FIP

Feuille paroissiale n° 18 du 27 mars 2022

Feuille paroissiale – 4ème dimanche de CarĂŞme

« Combien d’ouvriers de mon père ont du pain en abondance, et moi ici je meurs de faim ! » Telle est la pensée qui habite le plus jeune fils de la parabole alors qu’il se trouve dans un pays lointain, dans le dénuement le plus total.

Jésus raconte que le jeune homme a dilapidé sa fortune, qu’il a mené une vie de désordre sans se soucier du lendemain. Mais maintenant qu’il n’a plus rien, il ne peut pas faire autrement que de regarder la situation en face. « Entrant en lui-même », il découvre qu’il n’a plus aucune ressource, qu’il n’a plus d’appui solide pour se reposer. Son ventre crie famine au milieu de ces porcs qui se repaissent de quelques gousses. Et sa faim matérielle se double d’une faim spirituelle : il découvre avec stupeur que son attitude n’était pas digne de l’amour de son père.

Premier miracle de la parabole, l’homme en apparence sans valeur est en réalité plein de courage. Il ravale sa fierté et accepte de retourner vers son père pour lui demander de devenir son ouvrier. Second miracle, plus extraordinaire encore, le père n’accepte pas cette demande mais couvre le jeune homme de sa tendresse et le restaure dans sa dignité de fils. Il fête avec toute la maison le retour à la vie de ce fils patiemment attendu.

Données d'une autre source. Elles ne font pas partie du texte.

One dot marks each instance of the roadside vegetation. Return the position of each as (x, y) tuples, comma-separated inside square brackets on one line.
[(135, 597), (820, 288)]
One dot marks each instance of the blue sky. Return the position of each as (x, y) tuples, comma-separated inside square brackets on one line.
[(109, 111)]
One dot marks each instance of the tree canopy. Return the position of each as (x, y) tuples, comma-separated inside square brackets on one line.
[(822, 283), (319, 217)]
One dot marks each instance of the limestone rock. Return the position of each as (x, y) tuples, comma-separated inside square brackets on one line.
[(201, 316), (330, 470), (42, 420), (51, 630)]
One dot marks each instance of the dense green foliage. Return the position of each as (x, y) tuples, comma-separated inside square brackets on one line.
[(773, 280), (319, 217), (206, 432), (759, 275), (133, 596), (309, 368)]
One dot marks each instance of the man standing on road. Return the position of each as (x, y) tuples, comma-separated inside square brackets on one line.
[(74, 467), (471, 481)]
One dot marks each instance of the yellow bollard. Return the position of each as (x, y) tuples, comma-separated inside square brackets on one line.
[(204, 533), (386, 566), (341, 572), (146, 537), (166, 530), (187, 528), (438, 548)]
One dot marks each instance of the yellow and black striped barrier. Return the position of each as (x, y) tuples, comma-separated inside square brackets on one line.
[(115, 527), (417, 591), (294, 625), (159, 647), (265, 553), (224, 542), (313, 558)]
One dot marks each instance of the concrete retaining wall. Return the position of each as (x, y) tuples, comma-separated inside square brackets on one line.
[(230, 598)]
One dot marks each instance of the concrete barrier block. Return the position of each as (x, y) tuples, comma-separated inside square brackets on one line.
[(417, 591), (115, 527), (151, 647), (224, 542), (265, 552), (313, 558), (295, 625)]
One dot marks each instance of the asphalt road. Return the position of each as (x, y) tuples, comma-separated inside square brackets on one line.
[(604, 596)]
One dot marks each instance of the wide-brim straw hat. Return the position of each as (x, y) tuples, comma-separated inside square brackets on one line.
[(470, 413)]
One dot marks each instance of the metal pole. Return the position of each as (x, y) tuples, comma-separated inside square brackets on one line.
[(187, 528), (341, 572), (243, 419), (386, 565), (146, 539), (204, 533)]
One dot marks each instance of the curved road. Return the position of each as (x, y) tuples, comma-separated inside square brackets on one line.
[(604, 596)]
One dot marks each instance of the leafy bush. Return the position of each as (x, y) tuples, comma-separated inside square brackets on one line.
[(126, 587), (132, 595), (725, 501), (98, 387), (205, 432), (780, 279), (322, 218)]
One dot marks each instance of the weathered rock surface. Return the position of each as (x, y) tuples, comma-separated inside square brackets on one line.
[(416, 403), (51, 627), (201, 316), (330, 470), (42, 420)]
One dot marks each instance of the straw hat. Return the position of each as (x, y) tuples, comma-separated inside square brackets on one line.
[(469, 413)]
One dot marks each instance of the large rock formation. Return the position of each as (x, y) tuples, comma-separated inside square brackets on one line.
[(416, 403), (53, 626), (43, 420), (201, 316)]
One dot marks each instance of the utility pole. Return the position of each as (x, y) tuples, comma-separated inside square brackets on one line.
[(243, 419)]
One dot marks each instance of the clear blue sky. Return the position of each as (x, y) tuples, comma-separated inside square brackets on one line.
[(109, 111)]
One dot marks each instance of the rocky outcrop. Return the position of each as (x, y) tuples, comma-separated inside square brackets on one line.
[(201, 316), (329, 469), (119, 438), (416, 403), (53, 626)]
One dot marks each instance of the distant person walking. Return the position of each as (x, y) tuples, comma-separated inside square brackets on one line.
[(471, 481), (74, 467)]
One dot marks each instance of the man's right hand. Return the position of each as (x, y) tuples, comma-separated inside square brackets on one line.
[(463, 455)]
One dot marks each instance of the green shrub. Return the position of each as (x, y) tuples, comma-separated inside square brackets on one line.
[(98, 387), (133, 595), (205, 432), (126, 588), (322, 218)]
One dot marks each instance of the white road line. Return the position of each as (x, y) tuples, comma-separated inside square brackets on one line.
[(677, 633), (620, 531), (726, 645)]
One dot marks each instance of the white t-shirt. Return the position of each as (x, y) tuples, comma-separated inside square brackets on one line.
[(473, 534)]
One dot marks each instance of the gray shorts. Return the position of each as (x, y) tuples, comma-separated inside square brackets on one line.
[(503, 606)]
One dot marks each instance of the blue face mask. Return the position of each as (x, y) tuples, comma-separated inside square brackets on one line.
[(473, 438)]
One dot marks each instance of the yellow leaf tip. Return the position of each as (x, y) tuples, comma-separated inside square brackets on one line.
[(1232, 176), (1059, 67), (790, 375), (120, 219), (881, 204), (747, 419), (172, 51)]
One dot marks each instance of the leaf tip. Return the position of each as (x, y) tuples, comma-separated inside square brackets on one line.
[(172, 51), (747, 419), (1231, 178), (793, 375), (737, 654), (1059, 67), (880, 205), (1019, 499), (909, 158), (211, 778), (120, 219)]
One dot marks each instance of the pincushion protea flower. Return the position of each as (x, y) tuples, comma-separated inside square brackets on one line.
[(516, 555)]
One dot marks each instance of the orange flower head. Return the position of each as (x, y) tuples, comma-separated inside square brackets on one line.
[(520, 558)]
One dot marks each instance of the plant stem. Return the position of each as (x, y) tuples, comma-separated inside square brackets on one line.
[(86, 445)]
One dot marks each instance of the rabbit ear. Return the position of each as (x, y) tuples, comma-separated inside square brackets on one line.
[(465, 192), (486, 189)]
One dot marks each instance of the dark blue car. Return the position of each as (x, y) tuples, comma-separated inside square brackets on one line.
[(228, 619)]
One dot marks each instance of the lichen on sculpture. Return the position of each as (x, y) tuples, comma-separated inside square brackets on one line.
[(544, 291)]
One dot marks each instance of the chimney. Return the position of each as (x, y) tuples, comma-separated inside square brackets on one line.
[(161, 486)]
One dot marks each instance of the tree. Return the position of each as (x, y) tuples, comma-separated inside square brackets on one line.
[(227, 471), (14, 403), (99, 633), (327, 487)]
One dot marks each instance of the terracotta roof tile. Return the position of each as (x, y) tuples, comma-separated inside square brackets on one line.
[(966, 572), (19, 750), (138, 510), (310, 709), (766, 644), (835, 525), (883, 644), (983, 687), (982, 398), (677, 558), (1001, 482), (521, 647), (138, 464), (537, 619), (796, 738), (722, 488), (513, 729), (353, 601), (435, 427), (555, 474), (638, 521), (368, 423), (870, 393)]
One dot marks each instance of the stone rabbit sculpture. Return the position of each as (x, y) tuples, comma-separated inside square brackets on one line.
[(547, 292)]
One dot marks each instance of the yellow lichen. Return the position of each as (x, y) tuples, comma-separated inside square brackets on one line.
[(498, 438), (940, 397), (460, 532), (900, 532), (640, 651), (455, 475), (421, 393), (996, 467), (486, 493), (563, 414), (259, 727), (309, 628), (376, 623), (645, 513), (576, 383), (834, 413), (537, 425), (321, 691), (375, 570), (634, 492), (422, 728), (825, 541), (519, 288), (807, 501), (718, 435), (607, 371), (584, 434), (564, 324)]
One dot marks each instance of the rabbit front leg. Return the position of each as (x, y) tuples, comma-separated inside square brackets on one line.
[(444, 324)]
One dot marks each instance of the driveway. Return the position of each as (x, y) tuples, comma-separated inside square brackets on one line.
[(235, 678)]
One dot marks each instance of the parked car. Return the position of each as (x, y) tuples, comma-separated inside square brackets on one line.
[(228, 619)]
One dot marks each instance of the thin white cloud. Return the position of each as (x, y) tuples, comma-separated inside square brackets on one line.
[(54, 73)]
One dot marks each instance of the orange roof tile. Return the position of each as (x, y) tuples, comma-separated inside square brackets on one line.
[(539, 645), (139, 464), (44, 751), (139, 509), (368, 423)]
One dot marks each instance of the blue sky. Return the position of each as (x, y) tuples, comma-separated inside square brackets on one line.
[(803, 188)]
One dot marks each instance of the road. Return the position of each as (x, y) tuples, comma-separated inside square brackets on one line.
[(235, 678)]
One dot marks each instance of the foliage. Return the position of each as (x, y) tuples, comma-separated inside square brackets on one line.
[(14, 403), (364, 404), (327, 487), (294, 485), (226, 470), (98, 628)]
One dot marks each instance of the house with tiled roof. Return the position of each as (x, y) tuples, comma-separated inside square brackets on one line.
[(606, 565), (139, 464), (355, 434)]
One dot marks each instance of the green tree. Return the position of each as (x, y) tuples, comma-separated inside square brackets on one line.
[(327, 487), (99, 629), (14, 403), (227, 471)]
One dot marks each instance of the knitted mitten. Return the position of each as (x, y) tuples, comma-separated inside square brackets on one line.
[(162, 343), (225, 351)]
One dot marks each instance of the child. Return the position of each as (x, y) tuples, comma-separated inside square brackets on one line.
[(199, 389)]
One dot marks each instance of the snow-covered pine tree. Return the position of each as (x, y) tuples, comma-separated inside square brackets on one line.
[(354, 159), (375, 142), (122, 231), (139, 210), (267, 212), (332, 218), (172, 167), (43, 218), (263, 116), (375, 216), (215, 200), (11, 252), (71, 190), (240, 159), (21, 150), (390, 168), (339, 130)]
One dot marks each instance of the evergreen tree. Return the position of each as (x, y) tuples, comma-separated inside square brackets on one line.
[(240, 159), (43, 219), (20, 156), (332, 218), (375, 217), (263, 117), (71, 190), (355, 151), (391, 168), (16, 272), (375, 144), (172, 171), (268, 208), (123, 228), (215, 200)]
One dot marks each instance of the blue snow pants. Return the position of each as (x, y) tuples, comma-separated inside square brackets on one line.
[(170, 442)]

Ces deux miracles, œuvres du même Esprit, sont racontés par Jésus aux pécheurs qui sont venus pour l’écouter aussi bien qu’aux Pharisiens qui récriminent contre lui. Tous sont invités à entrer dans ce même mouvement de la miséricorde. Il s’agit pour eux comme pour nous de reconnaître cette faim spirituelle, de retourner vers le Père pour participer à ce festin des noces de l’Agneau qui nous est promis et dont l’Eucharistie que nous célébrons est un avant-goût.